YES BANK Reports Strong Annual Financial Results for FY 2026

YES BANK has announced its audited financial results for the quarter and year ended March 31, 2026. The bank reported a robust annual net profit of ₹3,475.59 crore for the year, reflecting significant growth compared to the previous fiscal. Asset quality continued to improve, with gross NPA reducing to 1.3%. The board has approved these results, highlighting strong operational efficiency and a solid capital position with a 15.3% capital adequacy ratio.

Annual Financial Performance

For the financial year ended March 31, 2026, YES BANK demonstrated resilient performance with a standalone net profit of ₹3,475.59 crore, compared to ₹2,405.86 crore in the previous year. The bank’s total income for the fiscal reached ₹36,928.17 crore. Operating profit for the year stood at ₹5,506.39 crore, showcasing the bank’s ability to maintain core profitability amidst a dynamic economic environment.
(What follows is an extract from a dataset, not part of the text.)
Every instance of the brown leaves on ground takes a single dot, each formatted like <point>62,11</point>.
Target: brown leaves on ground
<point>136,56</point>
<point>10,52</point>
Asset Quality and Key Ratios

The bank has shown consistent improvement in its asset quality profile. Gross NPA was reported at 1.3% as of March 31, 2026, down from 1.6% in the previous fiscal year. Net NPA also improved, reaching 0.2%. Furthermore, the bank maintained a capital adequacy ratio of 15.3% (Basel III), underscoring its commitment to a strong and stable balance sheet.

Operational Highlights

During the final quarter of the year, the bank took a proactive step to strengthen its standard asset provisioning coverage by making a one-time provision of ₹341 crore. This measure reflects a conservative approach to risk management rather than any deterioration in asset quality. Additionally, the bank successfully utilized its debt issuance proceeds, with no deviations reported in the intended use of funds.

Consolidated Results

On a consolidated basis, which includes the performance of its subsidiary, YES Securities (India) Limited, the group reported a net profit of ₹3,511.71 crore for the year ended March 31, 2026. The group remains committed to digital innovation and scaling its retail banking operations, with revenue growth driven by both core banking activities and its subsidiary operations.